In the Code, ‘waiver and deferral’ includes other forms of agreed variations to existing leases, such as pausing or hibernating the lease.

What is the principle of proportionality?

‘Proportionate’ means the amount of rent relief proportionate to the reduction in trade as a result of the COVID-19 pandemic plus a subsequent reasonable recovery period.
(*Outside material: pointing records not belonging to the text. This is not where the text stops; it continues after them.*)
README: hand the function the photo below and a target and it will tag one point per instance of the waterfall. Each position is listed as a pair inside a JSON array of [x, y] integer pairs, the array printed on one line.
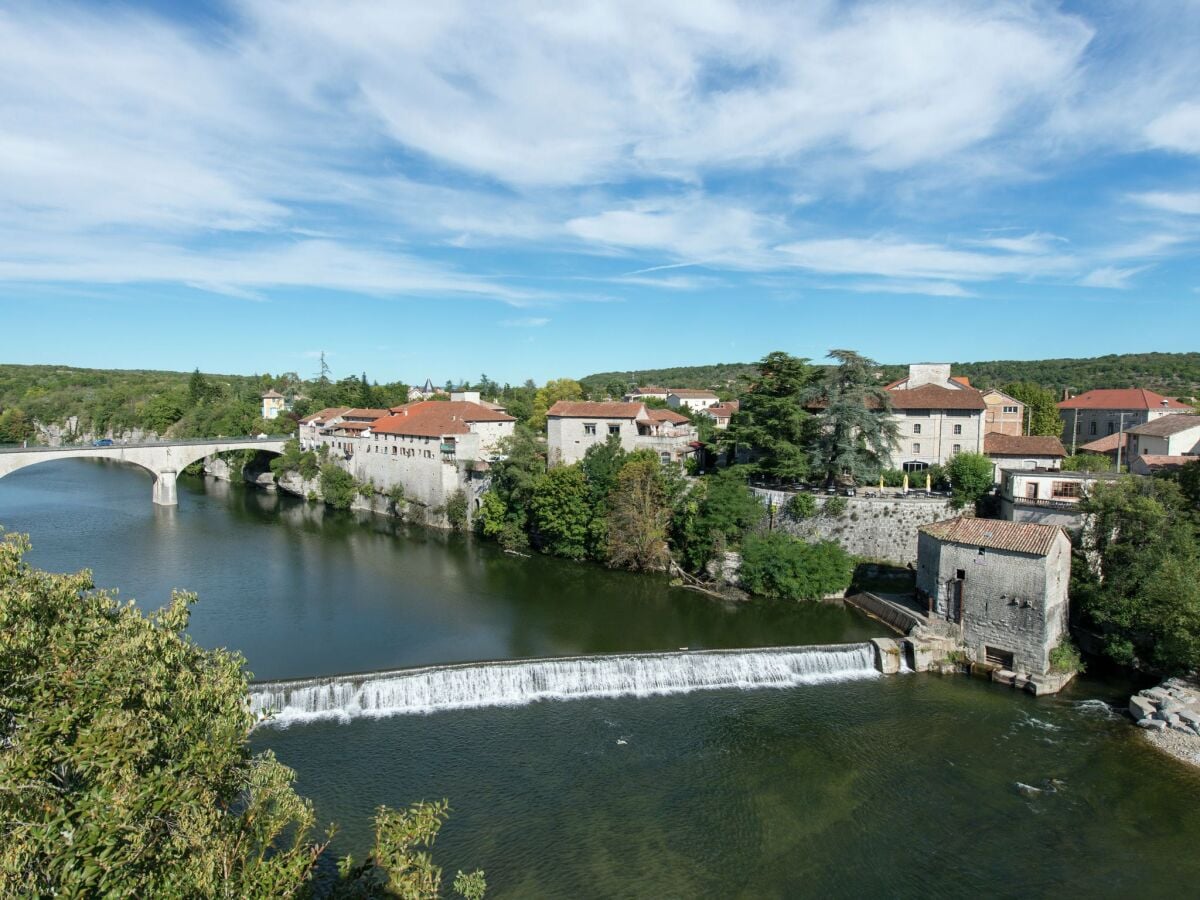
[[519, 682]]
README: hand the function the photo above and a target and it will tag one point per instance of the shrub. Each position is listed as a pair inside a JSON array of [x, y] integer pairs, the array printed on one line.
[[456, 510], [801, 507], [834, 507], [337, 486], [1065, 658], [778, 565]]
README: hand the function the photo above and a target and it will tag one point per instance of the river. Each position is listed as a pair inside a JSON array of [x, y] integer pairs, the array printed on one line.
[[901, 786]]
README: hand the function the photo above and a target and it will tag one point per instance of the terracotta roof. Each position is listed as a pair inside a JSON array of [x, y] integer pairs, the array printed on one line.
[[996, 444], [666, 415], [431, 418], [1017, 537], [1108, 444], [933, 396], [1122, 399], [587, 409], [365, 413], [323, 415], [1167, 425], [1156, 462]]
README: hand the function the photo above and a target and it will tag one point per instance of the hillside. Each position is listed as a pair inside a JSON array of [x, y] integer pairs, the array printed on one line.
[[1171, 373]]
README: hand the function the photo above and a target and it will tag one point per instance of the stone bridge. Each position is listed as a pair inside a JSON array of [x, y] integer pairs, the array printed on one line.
[[163, 459]]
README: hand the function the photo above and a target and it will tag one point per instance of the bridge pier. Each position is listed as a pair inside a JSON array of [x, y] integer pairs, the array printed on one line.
[[165, 490]]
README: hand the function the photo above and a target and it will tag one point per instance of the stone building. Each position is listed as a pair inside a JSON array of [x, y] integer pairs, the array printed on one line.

Reduction in trade is measured based on principles consistent with assessments for eligibility under the JobKeeper programme

Can the Parties agree commercial terms different to the Code?

The Code does not prevent the parties from agreeing to any other commercial outcome.

What happens if a landlord and a tenant cannot reach an agreement?

If landlords and tenants cannot reach an agreement on leasing arrangements, a binding mediation process is to be made available in each state or territory.

 

The purpose of the Code is so that leases are preserved and businesses can re-commence once the pandemic ends.

The Code gives rise to many potential issues including:

  • what is a reasonable recovery period after the end of the pandemic?
  • the period of time that the rent may be amortised will also cause issues;
  • for landlords there are added complications if a tenant subsequently becomes insolvent as any deferred rent and outgoings may never be recovered;
  • landlords cannot recover rent and whilst they can negotiate a deferral of loan payments, the Code does not prevent interest on loans from being capitalised;
  • although the landlord might be entitled to a deferral of loan repayments on any Australian facility, the situation for any overseas sourced corporate finance is unclear;
  • landlords will need to negotiate with banks and financiers to ensure they are not in default under loan facilities for breach of loan covenants;
  • the ‘proportionality’ principle does not take into account the situation of new tenants who do not have pre-COVID-19 income to assess the reduction in income caused by the pandemic;
  • rent waiver and deferrals are proportionate to the reduction in revenue for example, a 60% loss of turnover would result in a 60% cash flow relief, however even if the parties are honest and transparent this issue could give rise to disputes;
  • for tenants, the waiver or deferral of rent may not be enough to allow the business to survive if no revenue is coming in.

These issues are complex and will need to be properly considered by the landlords and tenants and documented in a deed or as a lease variation.